Between November and December 2012, I built SoundScout as a way to discover up-and-coming musicians on SoundCloud. What started as a simple command-line script rapidly evolved into a Ruby app running on Sinatra, powered by two gems, deployed to Heroku, fueled by Sidekiq workers managed by a Redis instance. Building SoundScout was one of the most challenging projects I’ve ever undertaken, and one of the most satisfying by far.
It all started when I realized I wanted to find more people to follow on SoundCloud. My first impulse was to scroll through artists in my Rdio collection and then search for each name on SoundCloud in turn, but after a few minutes of rapid tapping, a realization kicked in: A computer could do this!
A quick skim of Rdio’s API documentation confirmed my hope that I’d be able to get the info I needed through their API. Meanwhile, past experience with the SoundCloud API reassured me that it would be smooth sailing on that end. Before long, it occurred to me: this had the potential to be a great final project for CS50, Harvard’s introductory computer science course (and one of my favorite classes last semester). A conversation with Erik convinced me that I could actually go beyond finding the SoundCloud accounts of my favorite Rdio artists—that the higher good would be to identify new artists to check out based the revealed preferences embedded in my Rdio data. And so, it was decided. With that decision, the next month of my life was more or less spoken for.
This is the story of that month, what I learned along the way, and where I ended up.
In the beginning, the basic workflow I had in mind went like this:
- Authorize a user’s SoundCloud and Rdio accounts in order to access personalized data.
- Grab a list of the user’s most-listened-to Rdio artists. (Relying on Rdio for the initial dataset provided the additional advantage of data “cleanliness”; artist names would be spelled correctly and the list of names would arrive free of duplicates.)
- Iterate through the whole list of Rdio artist names; use each artist’s name to seed a separate search on SoundCloud.
- Probe into the superset of SoundCloud results using SoundCloud’s API; grab relevant info such as number of tracks, number of followers, recency of the latest upload, etc.
- Run a custom algorithm against that data to select the “best” of the SoundCloud results for any given Rdio artist.
- Return a permalink to the top few artists’ pages on SoundCloud.
Spreadsheets are my secret weapon, so my first version of the app returned results as a CSV. They looked something like this:
By opening the CSV in Excel and turning it into a sortable table, I was able to experiment with sorting by most followers to least followers (and vice versa) and the recency of track uploads. I clicked a few of the permalinks that came out on top to see if the method had any merit. The only problem was that every time I clicked through, I got lost listening to tracks and clicking around on SoundCloud some more. I eventually concluded that this was the opposite of a problem: my plan was working.

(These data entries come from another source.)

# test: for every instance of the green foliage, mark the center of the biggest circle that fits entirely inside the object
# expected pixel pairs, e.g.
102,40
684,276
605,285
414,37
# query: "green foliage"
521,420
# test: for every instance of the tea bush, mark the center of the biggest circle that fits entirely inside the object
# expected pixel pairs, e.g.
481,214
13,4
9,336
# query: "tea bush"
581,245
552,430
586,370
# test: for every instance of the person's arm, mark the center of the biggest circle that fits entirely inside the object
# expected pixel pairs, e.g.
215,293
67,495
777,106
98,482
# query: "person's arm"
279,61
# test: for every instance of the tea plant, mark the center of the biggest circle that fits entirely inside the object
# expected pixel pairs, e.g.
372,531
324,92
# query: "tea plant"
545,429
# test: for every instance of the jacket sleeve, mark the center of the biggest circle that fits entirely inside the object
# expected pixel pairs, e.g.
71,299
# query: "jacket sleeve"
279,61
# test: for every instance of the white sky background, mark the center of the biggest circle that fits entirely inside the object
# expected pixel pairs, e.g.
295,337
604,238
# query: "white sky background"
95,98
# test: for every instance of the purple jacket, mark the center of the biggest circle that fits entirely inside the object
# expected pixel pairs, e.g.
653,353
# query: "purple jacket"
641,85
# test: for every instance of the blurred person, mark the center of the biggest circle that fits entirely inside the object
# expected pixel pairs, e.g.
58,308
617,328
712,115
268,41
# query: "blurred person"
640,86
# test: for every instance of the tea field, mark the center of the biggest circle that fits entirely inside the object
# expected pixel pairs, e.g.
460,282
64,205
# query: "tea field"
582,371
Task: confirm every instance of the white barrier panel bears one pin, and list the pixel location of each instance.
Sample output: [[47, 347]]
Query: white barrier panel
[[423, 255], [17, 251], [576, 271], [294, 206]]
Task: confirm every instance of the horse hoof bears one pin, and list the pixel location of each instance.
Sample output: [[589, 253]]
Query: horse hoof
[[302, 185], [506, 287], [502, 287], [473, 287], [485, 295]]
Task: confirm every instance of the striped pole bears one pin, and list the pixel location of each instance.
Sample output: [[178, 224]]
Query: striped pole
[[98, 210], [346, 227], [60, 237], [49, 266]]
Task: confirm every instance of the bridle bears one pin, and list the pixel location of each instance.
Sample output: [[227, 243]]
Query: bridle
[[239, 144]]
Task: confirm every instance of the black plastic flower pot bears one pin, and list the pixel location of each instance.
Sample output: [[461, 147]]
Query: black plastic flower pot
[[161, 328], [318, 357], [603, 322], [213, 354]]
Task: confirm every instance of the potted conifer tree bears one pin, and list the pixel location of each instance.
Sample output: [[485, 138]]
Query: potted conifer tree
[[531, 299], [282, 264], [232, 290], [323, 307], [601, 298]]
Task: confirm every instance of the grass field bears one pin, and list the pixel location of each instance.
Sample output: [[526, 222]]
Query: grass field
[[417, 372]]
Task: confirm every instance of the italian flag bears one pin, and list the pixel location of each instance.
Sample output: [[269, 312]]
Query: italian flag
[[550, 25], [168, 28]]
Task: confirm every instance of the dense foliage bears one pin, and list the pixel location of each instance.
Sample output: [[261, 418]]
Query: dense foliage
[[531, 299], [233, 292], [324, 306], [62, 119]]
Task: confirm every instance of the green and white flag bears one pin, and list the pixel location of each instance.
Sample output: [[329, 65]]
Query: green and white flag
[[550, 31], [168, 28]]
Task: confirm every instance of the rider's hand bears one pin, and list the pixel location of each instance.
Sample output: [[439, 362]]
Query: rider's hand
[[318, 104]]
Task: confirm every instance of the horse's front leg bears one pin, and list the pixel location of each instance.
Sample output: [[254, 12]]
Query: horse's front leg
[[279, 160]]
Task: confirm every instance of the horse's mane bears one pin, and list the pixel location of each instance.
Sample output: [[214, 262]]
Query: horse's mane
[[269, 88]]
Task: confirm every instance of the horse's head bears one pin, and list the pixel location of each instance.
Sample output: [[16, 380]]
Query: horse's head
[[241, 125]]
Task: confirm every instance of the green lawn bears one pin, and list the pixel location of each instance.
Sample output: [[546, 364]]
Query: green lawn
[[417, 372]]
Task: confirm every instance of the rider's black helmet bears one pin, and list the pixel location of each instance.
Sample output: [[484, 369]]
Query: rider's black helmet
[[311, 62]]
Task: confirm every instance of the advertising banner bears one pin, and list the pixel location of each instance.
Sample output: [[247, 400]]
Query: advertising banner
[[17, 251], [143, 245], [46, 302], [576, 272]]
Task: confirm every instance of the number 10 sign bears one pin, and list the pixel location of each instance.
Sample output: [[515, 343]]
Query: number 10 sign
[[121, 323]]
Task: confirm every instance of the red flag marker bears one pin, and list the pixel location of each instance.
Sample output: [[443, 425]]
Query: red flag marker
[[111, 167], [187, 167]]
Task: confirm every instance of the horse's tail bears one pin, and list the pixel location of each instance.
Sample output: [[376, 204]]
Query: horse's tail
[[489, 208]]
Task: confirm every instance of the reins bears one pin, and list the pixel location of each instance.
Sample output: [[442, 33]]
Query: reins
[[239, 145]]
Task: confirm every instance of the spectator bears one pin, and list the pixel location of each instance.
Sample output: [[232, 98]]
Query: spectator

Clicking around some more, I noticed that many of the artists’ profiles sported extensive bios. Further examination revealed that many of these bios listed the allegedly “matching” Rdio artist name within the text itself. Artists on SoundCloud were using the text of their bio to list influences, inspirations, and bands they’d opened for in the past. This was a totally emergent behavior (as far as I could tell), but also impressively reliable: I couldn’t find many cases where the pattern didn’t hold.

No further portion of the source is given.